Minęła sześćdziesiątka i dopadł mnie taki refren:
"Gdy mu fasada rozpada się z trzaskiem
Gdy zza niej wyjrzy jak małpa z pokrzywy
Pysk zły i obrzydliwy i pryśnie cały blef
O wtedy chociaż się pragniesz powściągać
Nie nasobaczyć i nie naurągać
Choć inwektywą żywą nie chcesz chlustać
To same twe usta wykrzykną tobie wbrew:
Szuja"
No ludzie kochane, w piosence mowa o wrednym mężczyźnie, a mnie ten tekst pasuje jak ulał do życia. To albo ja jakaś nierozgarnięta albo coś w tym jest. Żadnej męskiej szui nie dałam się zniszczyć, ale życie nie raz mnie przeczołgało. Jednak przecież zawsze dawałam radę, aż do teraz.

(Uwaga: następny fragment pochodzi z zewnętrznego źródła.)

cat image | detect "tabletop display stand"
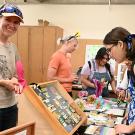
[25,81,87,135]
[0,122,35,135]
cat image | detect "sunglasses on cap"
[0,4,23,19]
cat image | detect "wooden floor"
[17,94,55,135]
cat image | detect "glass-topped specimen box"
[25,81,87,135]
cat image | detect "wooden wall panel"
[9,32,18,46]
[43,27,56,80]
[71,39,102,71]
[43,26,63,81]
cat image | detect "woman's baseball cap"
[0,3,24,23]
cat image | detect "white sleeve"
[81,63,90,75]
[110,64,114,75]
[117,69,128,89]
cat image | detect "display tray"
[84,125,116,135]
[25,81,87,135]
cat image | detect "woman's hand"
[117,89,126,101]
[2,77,20,92]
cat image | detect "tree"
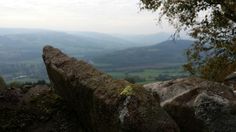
[140,0,236,81]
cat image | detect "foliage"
[141,0,236,81]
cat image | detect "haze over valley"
[0,28,191,81]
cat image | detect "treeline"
[0,63,47,81]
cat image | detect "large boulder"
[0,76,7,91]
[43,46,179,132]
[144,78,236,132]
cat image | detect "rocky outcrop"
[43,46,179,132]
[0,85,83,132]
[144,78,236,132]
[0,76,7,91]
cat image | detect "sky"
[0,0,174,34]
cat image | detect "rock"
[43,46,179,132]
[194,92,236,132]
[0,85,83,132]
[0,76,7,91]
[144,78,235,132]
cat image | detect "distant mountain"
[92,40,193,70]
[0,28,140,63]
[114,32,194,46]
[114,32,171,46]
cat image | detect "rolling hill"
[92,40,193,70]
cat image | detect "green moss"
[120,85,135,96]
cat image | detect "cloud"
[0,0,172,33]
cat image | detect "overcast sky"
[0,0,173,34]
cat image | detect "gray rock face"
[144,78,236,132]
[43,46,179,132]
[194,92,236,132]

Bo teraz normalnie "poderżniętam jest". Mój optymizm zamienił się miejscami z poupychanymi po kątach smutkami. I teraz on se siedzi w kącie, a one latają po chałupie i coraz szerzej otwierają mi oczy.
Bo życie, to jednak szuja, najpierw narobi człowiekowi nadziei, a potem pokaże małpią mordę. Bywa, że nie raz pójdzie dalej i pokaże też czerwoną małpią dupę. I jakby się człowiek nie zapierał, to wrażenie estetyczne jest paskudne. Kiedy taki zniesmaczony człowiek pod tytułem "Kobieta" wysila wszystko co tam ma w głowie, a umówmy się, że z wiekiem ma coraz mniej, żeby zrozumieć, co to się porobiło i czemu aż tak, to już widzi na horyzoncie wstrętną, chudą babę, zamotaną w czarne szmaty, z narzędziem żniwiarza w kostycznej dłoni. A im bardziej kobieta pod tytułem "ja" stara się nie myśleć o tej babie z kosą, tym bardziej wie, że ona ciągle skraca dystans. Optymizm wzywany na ratunek ciągle najchętniej siedzi w kącie, a przynaglany odpowiada:spierdalaj babo, ja już się napracowałem. To, co zrobić, jak kostucha jednak zechce się przywitać? Ja chyba pójdę w naśladownictwo i wzorem Optymizma powiem jej: spierdalaj babo, zarobiona jestem. Ale czy to pomoże? Boję się, że nie. Jednak na pewno spróbuję. Tylko teraz muszę się bardziej do roboty przyłożyć, żebym nie musiała kłamać. I to jest najlepszy dowód na prawdziwość tezy, że życie boli.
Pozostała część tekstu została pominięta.